Well, a small extra tip is always appreciated, of course. It’s the mark that you were satisfied with the way you were served by your waiter (garçon in French, pronounced ‘Gar-son’ with the ‘on’ sounded like in ‘honking’ not like in ‘son’). It’s a sort of a ‘Thank You’ note.

But remember that you are under no obligation here.

Small extra tips are also appreciated because they go directly into your waiter’s pockets, unlike the 15 percent tip charge which is usually tallied up at the end of the day and divided among all the waiters. In some bars, the owner may even keep the totality or part of the tip charge and you will not know if that's the case.

French law does not require that service charges be distributed to waiters. So your waiter might not even see a dime of it. But once again, remember that you paid your dues when paying your check, and you are under no obligation to extra tip.

How much should the extra tip be?

Extra tips may range from just a few cents for a coffee or a soft drink, to 1 to 5 euros for a lunch or dinner. A nice and very generous "Thank You" is 5 to 10 percent of the total check though this is unusual. But once again, there is no obligation, and no steadfast rule as far as the percentage goes.

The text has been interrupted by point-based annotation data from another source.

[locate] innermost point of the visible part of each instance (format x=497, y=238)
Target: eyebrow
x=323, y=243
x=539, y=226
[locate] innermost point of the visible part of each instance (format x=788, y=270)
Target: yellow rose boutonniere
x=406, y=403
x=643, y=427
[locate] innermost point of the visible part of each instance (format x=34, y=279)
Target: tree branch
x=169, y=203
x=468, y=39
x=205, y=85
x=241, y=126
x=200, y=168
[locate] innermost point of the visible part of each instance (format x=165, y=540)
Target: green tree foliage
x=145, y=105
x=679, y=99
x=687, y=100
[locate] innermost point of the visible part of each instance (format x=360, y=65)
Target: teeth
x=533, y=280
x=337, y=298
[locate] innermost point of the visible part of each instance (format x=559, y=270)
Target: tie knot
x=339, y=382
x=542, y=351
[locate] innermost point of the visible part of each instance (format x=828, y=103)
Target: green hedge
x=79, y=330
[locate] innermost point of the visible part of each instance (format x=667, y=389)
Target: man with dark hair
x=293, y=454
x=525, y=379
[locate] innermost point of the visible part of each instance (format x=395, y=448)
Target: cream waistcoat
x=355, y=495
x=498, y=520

How do you ask for the bill?

Don't be shy about asking for the bill in French. It's 'l'addition, s'il vous plait'.

What about tipping in other situations?

A tip is a valuable extra income for their beneficiaries.

Case in point: taxi drivers. The average driver employed by a cab company doesn't earn a large amount. This is for 10 hours of hard work per day. A few years ago, cab drivers used to work 14-15 hours a day, 6 days a week to pad up their wages. French law now forbids it. So tipping them 5-10 percent of your fare is generous.

It is customary to tip the usherette at the Opera House. A couple of euros is fine (the usherettes also get paid on sales of evening programs).

Give a euro to the ushers at the movies. There was a time, not so long ago, when usherettes at movie theaters were not paid at all by theater operators. They lived on tips only. This is no more the case today and they are on salary, but usually no more than the minimum wage.

Two to three euros per bag to your hotel porter is the norm and a bit more if they are very pleasant and helpful.

In some expensive restaurants, at classical concerts halls or at discos, ladies in the lobby usually take care of your coats. It is customary to tip one euro for every large item when you come back to pick up your belongings.

If you take a guided tour at the museum, you might leave a couple of euros to your guide to thank him for imparting his knowledge to you.

If you're on a coach tour and the guide has been good, five euros will bring a smile.

 

Summing up

These are guidelines based on custom and experience. Yet they are not strictly followed in France. This advice applies in Paris as well in other parts of France, where your tips will be considered a mark of generosity on your part as the standards of living there are not as high as in Paris.

This is what tipping really is: a demonstration of generosity, and a way to express satisfaction for the service you were just provided.

Americans have a reputation of tipping well, so just add a few cents or euros and you'll get a smile at your generosity.